In a chamber, a uniform magnetic field of 6.5 G (1 G = 10^{–4} T) is maintained. An electron is shot into the field with a speed of 4.8 × 10^{6} m s^{–1} normal to the field. Explain why the path of the electron is a circle. Determine the radius of the circular orbit. (*e *= 1.6 × 10^{–19} C, *m*_{e}= 9.1×10^{–31} kg)

#### Solution

Magnetic field strength, *B* = 6.5 G = 6.5 × 10^{–4} T

Speed of the electron, *v* = 4.8 × 10^{6} m/s

Charge on the electron, *e* = 1.6 × 10^{–19} C

Mass of the electron, *m*_{e} = 9.1 × 10^{–31} kg

Angle between the shot electron and magnetic field, *θ* = 90°

Magnetic force exerted on the electron in the magnetic field is given as:

*F* = *evB *sin*θ*

This force provides centripetal force to the moving electron. Hence, the electron starts moving in a circular path of radius *r*.

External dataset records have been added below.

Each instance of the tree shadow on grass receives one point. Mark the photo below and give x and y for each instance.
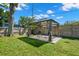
(33, 42)
(71, 38)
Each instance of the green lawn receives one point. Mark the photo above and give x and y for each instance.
(23, 46)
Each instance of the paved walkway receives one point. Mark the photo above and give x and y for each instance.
(45, 38)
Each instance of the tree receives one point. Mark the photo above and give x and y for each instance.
(1, 16)
(11, 8)
(26, 22)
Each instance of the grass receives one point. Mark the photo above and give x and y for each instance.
(23, 46)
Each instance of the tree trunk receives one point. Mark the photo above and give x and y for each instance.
(10, 21)
(49, 31)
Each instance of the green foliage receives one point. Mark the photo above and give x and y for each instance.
(26, 21)
(23, 46)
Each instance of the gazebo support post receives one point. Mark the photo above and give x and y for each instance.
(49, 31)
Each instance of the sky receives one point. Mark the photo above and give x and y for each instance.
(60, 12)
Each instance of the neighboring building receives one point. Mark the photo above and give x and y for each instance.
(44, 26)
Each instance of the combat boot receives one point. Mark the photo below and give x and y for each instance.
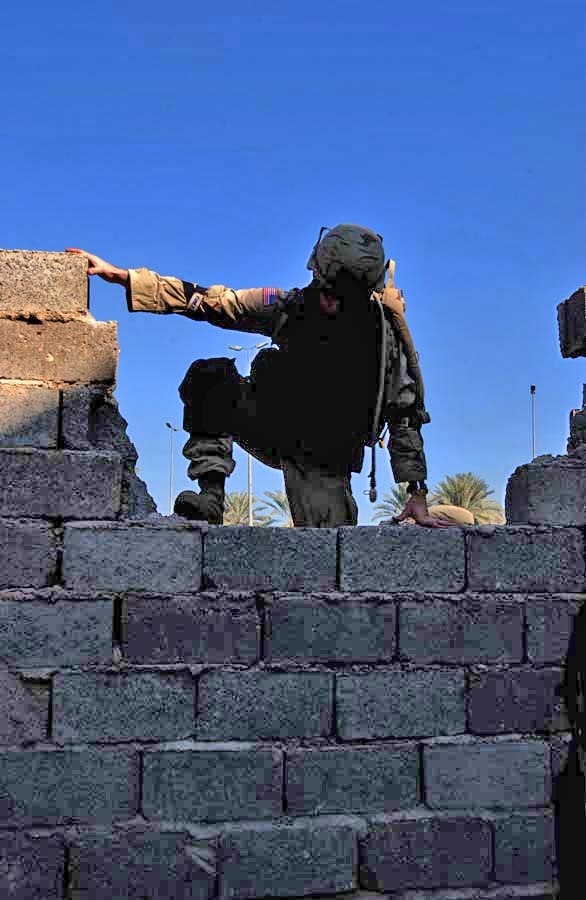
(208, 505)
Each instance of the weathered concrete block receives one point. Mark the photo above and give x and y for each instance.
(60, 483)
(524, 848)
(392, 558)
(308, 857)
(140, 865)
(420, 851)
(203, 628)
(401, 704)
(142, 557)
(278, 559)
(518, 700)
(46, 787)
(471, 774)
(28, 554)
(124, 706)
(264, 705)
(51, 284)
(212, 783)
(29, 416)
(549, 491)
(352, 779)
(471, 628)
(37, 633)
(32, 867)
(572, 324)
(526, 559)
(330, 628)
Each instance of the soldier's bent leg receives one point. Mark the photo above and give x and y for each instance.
(318, 499)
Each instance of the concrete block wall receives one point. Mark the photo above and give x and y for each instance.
(200, 712)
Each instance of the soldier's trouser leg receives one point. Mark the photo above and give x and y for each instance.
(318, 499)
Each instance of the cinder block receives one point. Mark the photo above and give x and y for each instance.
(278, 559)
(330, 628)
(421, 851)
(138, 865)
(572, 324)
(524, 848)
(392, 558)
(60, 483)
(526, 559)
(264, 705)
(53, 284)
(549, 491)
(32, 867)
(29, 416)
(123, 706)
(550, 624)
(28, 554)
(84, 350)
(472, 774)
(473, 628)
(118, 557)
(352, 779)
(212, 783)
(46, 787)
(202, 628)
(401, 704)
(518, 700)
(37, 633)
(305, 858)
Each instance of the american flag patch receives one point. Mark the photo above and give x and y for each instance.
(269, 296)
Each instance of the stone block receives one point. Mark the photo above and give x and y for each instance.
(117, 557)
(498, 774)
(549, 491)
(400, 703)
(392, 558)
(352, 779)
(32, 867)
(29, 416)
(422, 851)
(277, 559)
(264, 705)
(123, 706)
(28, 554)
(37, 633)
(305, 858)
(572, 324)
(202, 628)
(330, 628)
(524, 848)
(527, 559)
(469, 628)
(518, 700)
(46, 787)
(212, 783)
(53, 483)
(84, 350)
(141, 865)
(46, 284)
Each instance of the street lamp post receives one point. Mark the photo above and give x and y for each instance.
(249, 350)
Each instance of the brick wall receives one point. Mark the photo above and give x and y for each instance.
(199, 712)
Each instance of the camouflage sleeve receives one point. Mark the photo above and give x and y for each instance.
(251, 310)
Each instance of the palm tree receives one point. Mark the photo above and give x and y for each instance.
(392, 503)
(279, 505)
(472, 493)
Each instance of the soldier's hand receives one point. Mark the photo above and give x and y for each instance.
(99, 266)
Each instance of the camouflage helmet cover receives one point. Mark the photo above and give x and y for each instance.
(355, 249)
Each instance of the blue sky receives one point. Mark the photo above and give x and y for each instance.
(211, 142)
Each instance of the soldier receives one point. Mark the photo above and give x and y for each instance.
(342, 365)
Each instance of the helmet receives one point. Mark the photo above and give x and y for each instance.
(353, 248)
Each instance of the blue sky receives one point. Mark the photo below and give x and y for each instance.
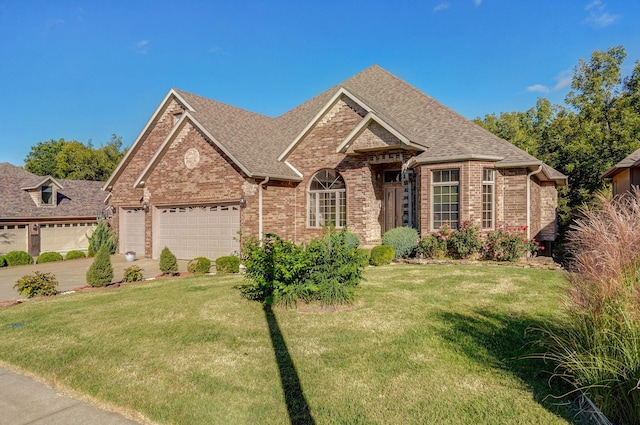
(84, 70)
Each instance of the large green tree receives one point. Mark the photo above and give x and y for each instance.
(70, 159)
(597, 127)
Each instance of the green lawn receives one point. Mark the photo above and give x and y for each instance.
(424, 344)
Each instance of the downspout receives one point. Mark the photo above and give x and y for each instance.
(529, 199)
(265, 181)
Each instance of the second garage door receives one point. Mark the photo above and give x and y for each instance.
(197, 231)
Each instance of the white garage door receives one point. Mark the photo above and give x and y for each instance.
(132, 230)
(198, 231)
(65, 236)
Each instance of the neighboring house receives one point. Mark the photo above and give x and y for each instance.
(40, 214)
(625, 174)
(372, 153)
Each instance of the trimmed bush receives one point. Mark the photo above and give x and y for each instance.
(18, 258)
(228, 264)
(72, 255)
(432, 247)
(132, 274)
(382, 254)
(199, 265)
(464, 242)
(403, 239)
(168, 262)
(103, 234)
(49, 257)
(100, 272)
(365, 256)
(37, 284)
(326, 271)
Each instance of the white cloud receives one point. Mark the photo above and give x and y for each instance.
(563, 80)
(538, 88)
(598, 17)
(442, 6)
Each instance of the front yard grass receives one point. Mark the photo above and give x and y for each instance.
(423, 344)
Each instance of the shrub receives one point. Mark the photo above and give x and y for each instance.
(228, 264)
(326, 271)
(403, 239)
(199, 265)
(382, 254)
(37, 284)
(103, 234)
(100, 273)
(598, 349)
(132, 274)
(508, 244)
(168, 262)
(465, 242)
(72, 255)
(18, 258)
(49, 257)
(432, 247)
(365, 256)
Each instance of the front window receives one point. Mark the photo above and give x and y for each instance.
(488, 198)
(327, 200)
(446, 198)
(46, 193)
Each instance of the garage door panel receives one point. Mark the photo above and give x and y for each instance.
(197, 231)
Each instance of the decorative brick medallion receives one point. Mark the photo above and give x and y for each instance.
(191, 158)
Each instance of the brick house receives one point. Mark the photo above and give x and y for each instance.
(625, 174)
(372, 153)
(40, 214)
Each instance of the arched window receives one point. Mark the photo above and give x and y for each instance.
(327, 199)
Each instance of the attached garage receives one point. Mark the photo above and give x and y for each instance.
(132, 230)
(65, 236)
(209, 231)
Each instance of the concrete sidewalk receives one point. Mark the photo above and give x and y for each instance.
(72, 274)
(24, 400)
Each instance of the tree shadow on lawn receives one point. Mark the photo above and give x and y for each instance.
(504, 341)
(297, 406)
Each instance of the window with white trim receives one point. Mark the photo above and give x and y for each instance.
(327, 200)
(445, 185)
(46, 195)
(488, 198)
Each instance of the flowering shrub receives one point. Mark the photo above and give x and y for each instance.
(509, 244)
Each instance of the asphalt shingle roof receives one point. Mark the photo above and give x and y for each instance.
(257, 141)
(77, 198)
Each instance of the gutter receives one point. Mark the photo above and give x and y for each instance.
(260, 185)
(529, 199)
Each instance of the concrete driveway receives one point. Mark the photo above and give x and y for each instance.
(71, 274)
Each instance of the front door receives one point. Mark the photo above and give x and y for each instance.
(392, 207)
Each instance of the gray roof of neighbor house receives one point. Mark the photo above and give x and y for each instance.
(260, 144)
(76, 198)
(629, 161)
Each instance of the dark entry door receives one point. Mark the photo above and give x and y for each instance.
(392, 207)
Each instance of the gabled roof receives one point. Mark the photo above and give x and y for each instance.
(75, 198)
(260, 145)
(633, 160)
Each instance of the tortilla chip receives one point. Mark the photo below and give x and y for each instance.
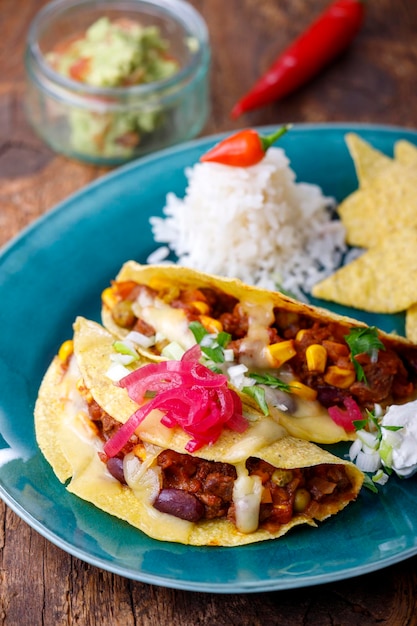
(386, 199)
(369, 162)
(406, 153)
(382, 280)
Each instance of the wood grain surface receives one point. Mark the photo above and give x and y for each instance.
(375, 81)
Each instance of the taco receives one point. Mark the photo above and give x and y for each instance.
(320, 371)
(249, 484)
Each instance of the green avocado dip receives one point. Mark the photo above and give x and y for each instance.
(111, 54)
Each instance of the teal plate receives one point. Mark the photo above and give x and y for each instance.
(55, 270)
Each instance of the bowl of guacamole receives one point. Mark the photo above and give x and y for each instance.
(109, 82)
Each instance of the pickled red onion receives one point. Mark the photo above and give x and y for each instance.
(191, 397)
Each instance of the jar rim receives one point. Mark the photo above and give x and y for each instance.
(178, 10)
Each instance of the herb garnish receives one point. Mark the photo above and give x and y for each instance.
(258, 393)
(363, 340)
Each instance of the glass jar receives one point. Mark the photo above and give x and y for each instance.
(112, 125)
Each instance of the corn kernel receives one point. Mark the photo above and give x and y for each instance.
(201, 306)
(140, 451)
(302, 391)
(281, 352)
(316, 357)
(109, 298)
(339, 376)
(300, 334)
(65, 351)
(210, 324)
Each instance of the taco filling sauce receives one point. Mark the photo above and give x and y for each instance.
(254, 494)
(314, 359)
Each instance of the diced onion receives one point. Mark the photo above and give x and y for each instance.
(116, 372)
(354, 449)
(140, 339)
(368, 462)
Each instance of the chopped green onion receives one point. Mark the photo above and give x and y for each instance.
(258, 394)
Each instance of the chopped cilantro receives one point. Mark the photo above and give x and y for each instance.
(212, 346)
(363, 340)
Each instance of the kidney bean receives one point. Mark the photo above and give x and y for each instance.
(180, 504)
(115, 467)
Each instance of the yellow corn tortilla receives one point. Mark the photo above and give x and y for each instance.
(60, 418)
(312, 422)
(411, 323)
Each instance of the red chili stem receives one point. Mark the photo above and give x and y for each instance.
(244, 148)
(327, 37)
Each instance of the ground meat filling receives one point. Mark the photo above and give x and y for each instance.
(391, 378)
(286, 493)
(205, 488)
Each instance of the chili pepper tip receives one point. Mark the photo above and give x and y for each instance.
(268, 140)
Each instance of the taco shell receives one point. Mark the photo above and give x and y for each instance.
(72, 447)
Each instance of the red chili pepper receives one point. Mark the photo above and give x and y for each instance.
(325, 38)
(244, 148)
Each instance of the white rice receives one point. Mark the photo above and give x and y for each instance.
(256, 223)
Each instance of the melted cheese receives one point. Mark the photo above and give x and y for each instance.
(263, 433)
(170, 323)
(247, 494)
(252, 351)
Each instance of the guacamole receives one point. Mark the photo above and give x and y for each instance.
(112, 54)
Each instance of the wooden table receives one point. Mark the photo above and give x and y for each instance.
(374, 82)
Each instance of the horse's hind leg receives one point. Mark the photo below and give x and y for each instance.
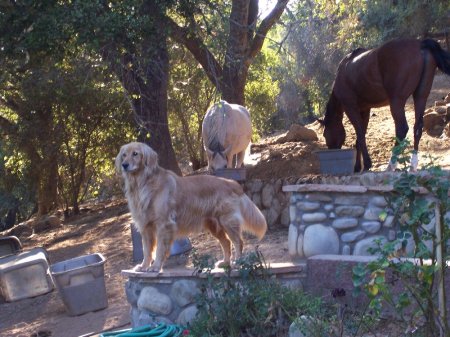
(240, 159)
(401, 125)
(420, 96)
(360, 121)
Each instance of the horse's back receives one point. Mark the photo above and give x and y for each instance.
(376, 76)
(229, 124)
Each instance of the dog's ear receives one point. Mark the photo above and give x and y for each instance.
(118, 161)
(150, 157)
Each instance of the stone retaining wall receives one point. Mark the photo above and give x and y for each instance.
(270, 197)
(169, 296)
(342, 216)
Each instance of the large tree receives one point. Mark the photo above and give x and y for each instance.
(131, 37)
(244, 40)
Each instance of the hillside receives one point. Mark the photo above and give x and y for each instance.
(105, 228)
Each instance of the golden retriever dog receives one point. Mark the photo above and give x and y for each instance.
(165, 206)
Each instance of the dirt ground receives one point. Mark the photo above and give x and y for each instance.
(105, 228)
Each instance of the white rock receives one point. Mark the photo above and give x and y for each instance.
(319, 239)
(152, 300)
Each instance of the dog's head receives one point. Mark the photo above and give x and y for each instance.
(135, 157)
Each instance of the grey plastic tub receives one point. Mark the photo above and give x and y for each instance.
(81, 283)
(337, 162)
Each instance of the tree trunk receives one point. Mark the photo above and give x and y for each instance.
(151, 110)
(47, 185)
(234, 80)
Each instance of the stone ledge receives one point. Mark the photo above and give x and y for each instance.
(324, 188)
(274, 268)
(345, 188)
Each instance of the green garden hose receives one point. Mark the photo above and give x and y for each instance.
(161, 330)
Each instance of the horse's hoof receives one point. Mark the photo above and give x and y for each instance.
(138, 268)
(223, 264)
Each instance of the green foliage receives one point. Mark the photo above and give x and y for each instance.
(262, 90)
(417, 223)
(16, 197)
(253, 304)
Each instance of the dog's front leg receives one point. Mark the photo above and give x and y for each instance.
(165, 239)
(148, 244)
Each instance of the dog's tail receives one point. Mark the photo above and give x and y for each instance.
(254, 221)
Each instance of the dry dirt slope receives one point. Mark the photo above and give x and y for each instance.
(105, 228)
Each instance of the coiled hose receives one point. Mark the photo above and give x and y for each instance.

Hence, centripetal force exerted on the electron,

`F_c=(mv^2)/r`

In equilibrium, the centripetal force exerted on the electron is equal to the magnetic force i.e.,

`F_c=F`

`(mv^2)/r=evBsintheta`

`r=(mv)/(Besin theta)`

`=(9.1xx10^-31xx4.8xx10^6)/(6.5xx10^-4xx1.6xx10^-19xxsin90^@)`

`=4.2xx10^-2m=4.2 cm`

Hence, the radius of the circular orbit of the electron is 4.2 cm.